We also told you we would announce, as soon as possible, the first phase of alignment resulting from the integration of Chronimed and MIM Corporation.

Earlier today I met with Chronimed employees who serve our customers in the Call Center and Mail Fulfillment operations, based in our Minnetonka office. I want to share the reason for that meeting with employees of both companies.

Effective mid-March 2005, we will move the Minnetonka Call Center and Fulfillment operations to our facility in Columbus, Ohio.

This has been a very difficult decision, but an essential one, as it will help us realize levels of operational efficiency that could not be achieved with duplicate teams in two locations. That efficiency is critical to our ability to provide better customer service, maintain the lowest possible cost structure and grow our national and local business as BioScrip.

This migration means that approximately 70 positions will be eliminated in Minneapolis. The first phase of that process is scheduled for mid-February and we expect to have it completed about 30 days later. Impacted employees will receive support throughout the transition and will have the opportunity to post for positions in Columbus, other departments in Minneapolis or throughout the MIM network.

As previously stated, no jobs related to the merger will be lost prior to January 1, 2005 either at Chronimed or at MIM.
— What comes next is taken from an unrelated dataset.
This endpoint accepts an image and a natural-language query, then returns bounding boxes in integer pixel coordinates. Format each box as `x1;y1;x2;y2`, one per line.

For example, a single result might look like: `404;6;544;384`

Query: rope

We appreciate that any time business decisions are made on the scale represented by this merger, people will be personally affected. We are committed to handling any and all transitions with care and professionalism toward all our employees. Earlier, I met with the people that will be impacted by this move and was able to detail the arrangements the company is making to support them over the next several months, as well as to personally answer their questions.

We have committed to keeping an open, honest dialogue with you to minimize the impact the best we can under the circumstances. In return we expect that you will assist in making this a smooth and professional transition period with everyone focused on our customer and everyone available to support each other's efforts to deliver outstanding service to those who depend on us.